Fort Wayne, Ind. (Indiana’s NewsCenter) - A lengthy prison term is handed down to a man convicted of heinous crimes involving his ex-girlfriend's two small children.
A recent law change cracking down on child molesters means Michael Combs will do even more time behind bars.
The 27-year old Combs sobbed through much of Friday’s hearing, in which he was sentenced for child neglect, battery, and child molesting.
In 2010, Combs and his sister Anna Hogan were left in charge of Shanna Vorndran's one and two-year old sons, while she went to work.
Vorndran was Combs’ ex-girlfriend at the time.
The one-year old ended up with a fractured leg, while the two-year old had 70 bruises head to toe.
Hogan testified at Combs’ trial that she walked in and witnessed Combs performing a sex act on the older child.
Since 2008, offenders in three kinds of child molesting cases only get one day jail credit for every six days served, rather than the traditional one for one.
It means molesters, in some cases, can do more prison time than a murderer.
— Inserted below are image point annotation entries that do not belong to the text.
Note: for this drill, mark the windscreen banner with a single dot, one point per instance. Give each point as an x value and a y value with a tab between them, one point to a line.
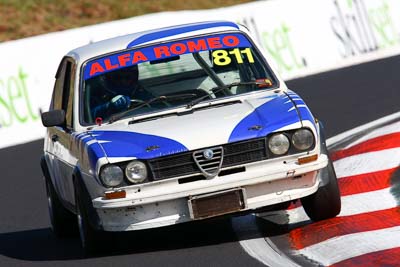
300	38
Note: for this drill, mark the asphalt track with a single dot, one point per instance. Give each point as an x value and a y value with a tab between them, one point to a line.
343	99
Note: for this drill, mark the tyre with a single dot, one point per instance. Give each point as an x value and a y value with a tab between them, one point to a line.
62	220
89	236
325	203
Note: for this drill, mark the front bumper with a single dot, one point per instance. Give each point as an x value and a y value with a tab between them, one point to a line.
166	202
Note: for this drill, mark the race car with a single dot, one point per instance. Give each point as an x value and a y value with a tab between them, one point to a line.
174	125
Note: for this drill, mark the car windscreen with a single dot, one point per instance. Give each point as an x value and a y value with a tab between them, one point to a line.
171	75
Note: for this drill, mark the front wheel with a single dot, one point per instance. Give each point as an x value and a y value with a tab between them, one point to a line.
325	203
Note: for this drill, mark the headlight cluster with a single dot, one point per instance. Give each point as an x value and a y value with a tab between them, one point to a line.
113	175
280	143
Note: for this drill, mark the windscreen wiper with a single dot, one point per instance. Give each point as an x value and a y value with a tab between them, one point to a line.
221	88
118	116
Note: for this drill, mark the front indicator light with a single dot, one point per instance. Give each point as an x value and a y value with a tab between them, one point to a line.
115	194
307	159
136	172
303	139
279	144
111	175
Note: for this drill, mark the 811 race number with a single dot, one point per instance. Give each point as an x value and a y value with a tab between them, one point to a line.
223	57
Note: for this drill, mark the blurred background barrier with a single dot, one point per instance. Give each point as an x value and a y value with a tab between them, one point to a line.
301	37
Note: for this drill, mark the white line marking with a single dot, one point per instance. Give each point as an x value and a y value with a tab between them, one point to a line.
261	248
389	129
368	162
344	135
348	246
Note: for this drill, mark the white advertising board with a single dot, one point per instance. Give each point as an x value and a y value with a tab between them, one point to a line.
301	38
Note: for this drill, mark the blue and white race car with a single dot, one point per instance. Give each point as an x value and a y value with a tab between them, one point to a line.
174	125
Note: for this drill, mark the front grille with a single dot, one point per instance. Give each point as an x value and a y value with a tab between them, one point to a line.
209	166
184	164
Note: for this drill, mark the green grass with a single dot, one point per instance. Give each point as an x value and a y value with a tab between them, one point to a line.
23	18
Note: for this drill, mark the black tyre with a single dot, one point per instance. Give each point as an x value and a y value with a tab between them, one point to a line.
325	203
89	236
62	220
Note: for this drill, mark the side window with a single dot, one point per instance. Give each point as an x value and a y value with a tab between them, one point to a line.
68	94
63	90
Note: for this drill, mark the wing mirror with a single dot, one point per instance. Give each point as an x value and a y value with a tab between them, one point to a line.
53	118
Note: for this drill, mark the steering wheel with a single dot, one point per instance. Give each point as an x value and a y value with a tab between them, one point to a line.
135	102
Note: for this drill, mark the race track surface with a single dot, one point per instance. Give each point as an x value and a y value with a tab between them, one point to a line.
343	99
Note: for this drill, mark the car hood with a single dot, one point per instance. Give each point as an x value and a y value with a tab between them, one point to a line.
206	127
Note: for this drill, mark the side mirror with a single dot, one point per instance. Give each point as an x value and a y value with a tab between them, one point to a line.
53	118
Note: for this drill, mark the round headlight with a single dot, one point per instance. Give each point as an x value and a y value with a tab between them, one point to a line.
136	172
303	139
279	144
111	175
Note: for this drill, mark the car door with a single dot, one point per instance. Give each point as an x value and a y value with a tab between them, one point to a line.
64	160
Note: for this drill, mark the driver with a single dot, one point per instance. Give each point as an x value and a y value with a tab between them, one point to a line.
120	87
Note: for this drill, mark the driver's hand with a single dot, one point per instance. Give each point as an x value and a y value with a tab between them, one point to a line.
120	102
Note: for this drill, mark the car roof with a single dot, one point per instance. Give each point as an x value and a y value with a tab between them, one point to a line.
83	53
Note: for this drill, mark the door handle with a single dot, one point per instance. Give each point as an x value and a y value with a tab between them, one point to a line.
54	138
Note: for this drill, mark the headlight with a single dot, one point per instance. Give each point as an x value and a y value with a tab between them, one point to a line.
111	175
279	144
136	172
303	139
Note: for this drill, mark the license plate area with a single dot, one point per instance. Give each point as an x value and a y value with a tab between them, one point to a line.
215	204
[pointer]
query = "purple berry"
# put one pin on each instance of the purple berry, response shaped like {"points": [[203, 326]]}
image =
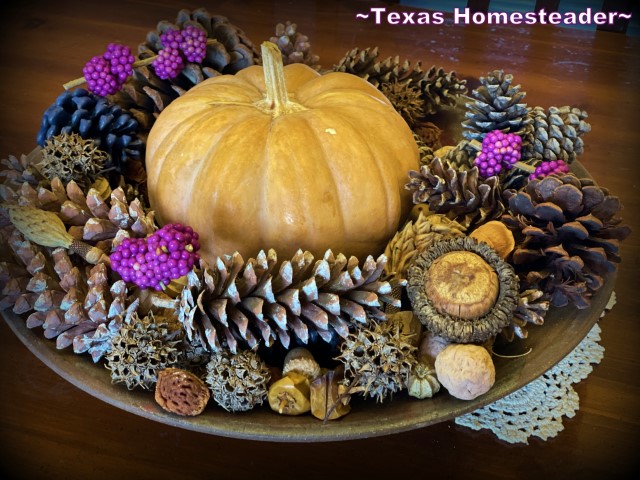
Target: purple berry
{"points": [[100, 80], [168, 64], [120, 61], [499, 150], [193, 44]]}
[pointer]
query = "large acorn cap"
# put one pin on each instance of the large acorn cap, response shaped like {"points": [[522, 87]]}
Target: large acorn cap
{"points": [[462, 290]]}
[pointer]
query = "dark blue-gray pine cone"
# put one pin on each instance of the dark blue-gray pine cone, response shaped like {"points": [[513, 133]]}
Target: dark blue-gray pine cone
{"points": [[110, 127]]}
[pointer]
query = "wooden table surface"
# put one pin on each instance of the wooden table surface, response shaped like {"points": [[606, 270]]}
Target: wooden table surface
{"points": [[50, 429]]}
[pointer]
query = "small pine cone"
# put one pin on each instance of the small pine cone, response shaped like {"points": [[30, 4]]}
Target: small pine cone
{"points": [[532, 308], [415, 237], [229, 50], [70, 157], [295, 46], [141, 349], [498, 106], [440, 88], [181, 392], [98, 215], [367, 64], [66, 300], [236, 304], [557, 133], [378, 360], [112, 129], [238, 382], [461, 195], [405, 98], [567, 232]]}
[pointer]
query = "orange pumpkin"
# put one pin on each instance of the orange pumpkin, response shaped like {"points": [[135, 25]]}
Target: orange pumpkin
{"points": [[282, 158]]}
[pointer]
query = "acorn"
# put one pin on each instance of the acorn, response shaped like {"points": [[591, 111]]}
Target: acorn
{"points": [[462, 290]]}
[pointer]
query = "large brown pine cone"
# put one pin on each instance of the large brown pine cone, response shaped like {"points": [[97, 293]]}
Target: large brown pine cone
{"points": [[568, 234]]}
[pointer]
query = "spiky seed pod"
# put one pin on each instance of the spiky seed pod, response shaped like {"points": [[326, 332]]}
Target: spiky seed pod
{"points": [[112, 129], [229, 50], [532, 308], [415, 237], [568, 234], [368, 65], [295, 46], [142, 348], [238, 382], [477, 328], [440, 88], [377, 359], [557, 133], [234, 304], [460, 195], [70, 157], [405, 98], [498, 106], [66, 300]]}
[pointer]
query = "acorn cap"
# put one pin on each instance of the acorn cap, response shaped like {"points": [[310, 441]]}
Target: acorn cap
{"points": [[437, 306]]}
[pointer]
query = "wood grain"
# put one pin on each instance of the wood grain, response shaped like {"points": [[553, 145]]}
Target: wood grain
{"points": [[50, 429]]}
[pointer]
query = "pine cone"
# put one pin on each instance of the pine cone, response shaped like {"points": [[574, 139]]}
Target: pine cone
{"points": [[66, 300], [460, 195], [557, 133], [229, 50], [110, 127], [567, 236], [378, 360], [532, 308], [295, 46], [142, 348], [366, 64], [440, 88], [238, 383], [406, 99], [98, 216], [236, 304], [498, 106]]}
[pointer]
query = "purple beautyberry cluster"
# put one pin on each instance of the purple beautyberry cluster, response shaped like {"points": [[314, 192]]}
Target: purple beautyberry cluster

" They could conceivably and probably would be more, just because that credit restriction, where you're only getting one day of credit for every 6 days served. So, it's really categorizing these folks completely differently," said Fran Gull, the Allen Superior Court Judge who sentenced Combs.
Hogan got an 8-year suspended sentence for her role in the neglect.
Vorndran got a six-year prison sentence.
Combs figures to spend more than 43 years behind bars, 13 years beyond the norm for the four crimes he was convicted of.
A “credit restricted felon”, such as Combs, is defined under Indiana law as a person who has been convicted of at least one of the following offenses:
(1) Child molesting involving sexual intercourse or deviate sexual conduct, if: (A) the offense is committed by a person at least 21 years of age; and (B) the victim is less than 12 years of age.
(2) Child molesting resulting in serious bodily injury or death.
(3) Murder, if: (A) the person killed the victim while committing or attempting to commit child molesting; (B) the victim was the victim of a sex crime for which the defendant was convicted; or (C) the victim of the murder was known by the person to be a witness against that same person in the prosecution of a sex crime, and the person committed the murder for the purpose of preventing the witness from testifying.